Utah conservative: GOP should 'end slavery from the federal government'
Mia Love ponders her next political move after a failed congressional campaign.
Mia Love, the Republican mayor of Sarasota Springs, Utah, wowed conservatives in Tampa at the Republican National Convention this summer. After a failed fall campaign that resulted in losing a congressional race to Democratic Rep. Jim Matheson, she's again making an appeal to conservatives.
"I will stay -- I don't know what I will be doing -- but I promise you I will stay in this fight to make sure our children have a prosperous future," Love said Sunday at the National Review Institute summit in Washington.
Asked whether she is considering running for Congress again, Love told National Journal she has not decided. "I'm keeping my options open," she said in an interview.

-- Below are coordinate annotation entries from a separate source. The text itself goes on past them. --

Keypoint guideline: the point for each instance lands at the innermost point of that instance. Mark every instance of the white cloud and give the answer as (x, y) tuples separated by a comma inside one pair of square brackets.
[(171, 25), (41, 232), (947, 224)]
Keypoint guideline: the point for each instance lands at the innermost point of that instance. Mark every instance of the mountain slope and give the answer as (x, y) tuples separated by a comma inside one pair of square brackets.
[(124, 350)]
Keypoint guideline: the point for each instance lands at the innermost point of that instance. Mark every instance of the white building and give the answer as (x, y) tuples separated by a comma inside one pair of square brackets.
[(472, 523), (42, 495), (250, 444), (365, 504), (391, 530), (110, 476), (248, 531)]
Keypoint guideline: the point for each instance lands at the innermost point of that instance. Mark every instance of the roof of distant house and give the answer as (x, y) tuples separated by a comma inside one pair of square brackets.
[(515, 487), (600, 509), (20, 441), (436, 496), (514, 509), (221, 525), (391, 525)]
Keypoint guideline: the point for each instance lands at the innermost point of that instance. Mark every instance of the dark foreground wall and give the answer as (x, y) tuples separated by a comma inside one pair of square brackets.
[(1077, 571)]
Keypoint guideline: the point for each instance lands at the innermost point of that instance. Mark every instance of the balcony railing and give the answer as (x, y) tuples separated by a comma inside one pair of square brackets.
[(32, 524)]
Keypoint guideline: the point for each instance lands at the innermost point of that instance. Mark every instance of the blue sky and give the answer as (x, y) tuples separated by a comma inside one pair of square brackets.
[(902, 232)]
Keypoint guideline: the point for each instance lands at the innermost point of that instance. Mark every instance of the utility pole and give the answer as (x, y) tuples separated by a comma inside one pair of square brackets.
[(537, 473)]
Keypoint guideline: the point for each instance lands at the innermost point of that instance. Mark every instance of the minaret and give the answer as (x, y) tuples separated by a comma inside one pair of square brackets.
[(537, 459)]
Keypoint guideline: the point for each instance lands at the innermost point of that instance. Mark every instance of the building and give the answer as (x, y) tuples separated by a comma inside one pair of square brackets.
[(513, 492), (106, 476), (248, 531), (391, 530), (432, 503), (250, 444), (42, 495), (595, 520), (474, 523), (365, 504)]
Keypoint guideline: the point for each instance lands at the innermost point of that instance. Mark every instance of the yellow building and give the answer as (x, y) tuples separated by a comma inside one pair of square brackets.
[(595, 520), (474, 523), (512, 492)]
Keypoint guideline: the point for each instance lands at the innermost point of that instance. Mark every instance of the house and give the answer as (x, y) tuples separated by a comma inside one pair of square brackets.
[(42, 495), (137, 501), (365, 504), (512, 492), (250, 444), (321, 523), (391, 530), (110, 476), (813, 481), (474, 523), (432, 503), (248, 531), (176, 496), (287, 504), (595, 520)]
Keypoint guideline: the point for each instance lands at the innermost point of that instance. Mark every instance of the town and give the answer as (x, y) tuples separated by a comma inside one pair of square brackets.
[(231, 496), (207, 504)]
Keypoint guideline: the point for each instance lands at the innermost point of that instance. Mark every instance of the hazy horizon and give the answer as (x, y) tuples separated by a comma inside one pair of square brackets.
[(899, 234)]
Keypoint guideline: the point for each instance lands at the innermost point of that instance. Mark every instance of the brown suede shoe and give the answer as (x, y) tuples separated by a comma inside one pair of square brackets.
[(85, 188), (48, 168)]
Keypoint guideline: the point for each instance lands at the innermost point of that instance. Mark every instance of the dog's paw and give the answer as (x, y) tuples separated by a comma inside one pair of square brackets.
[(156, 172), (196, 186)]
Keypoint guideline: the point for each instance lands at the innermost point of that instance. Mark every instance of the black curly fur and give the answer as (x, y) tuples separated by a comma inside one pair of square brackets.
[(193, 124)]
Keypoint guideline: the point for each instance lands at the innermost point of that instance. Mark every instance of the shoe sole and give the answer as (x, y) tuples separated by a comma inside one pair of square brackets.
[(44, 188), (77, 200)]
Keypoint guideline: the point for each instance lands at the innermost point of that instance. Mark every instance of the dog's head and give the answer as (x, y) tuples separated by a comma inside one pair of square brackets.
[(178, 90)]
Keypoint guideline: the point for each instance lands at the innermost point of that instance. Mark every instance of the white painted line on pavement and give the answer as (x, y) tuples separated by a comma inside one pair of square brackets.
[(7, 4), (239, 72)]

In her brief speech, Love embraced core conservative principles and offered advice on how the party should rehabilitate its image after the failed campaigns of 2012--a key theme at the weekend-long conference.
"We need to remind everyone that the GOP was originally formed to end slavery. … We're trying to end slavery from the federal government," she said.
At a conference that focused heavily on the Republican Party's need to update its message and change its tone so that it can win national elections, Love, who is black, represents a deep bench potential candidates who can sell the GOP's message to minorities, who vote overwhelmingly for Democrats.
Love lost to Matheson by just over 1 percentage point in November in deeply conservative Utah.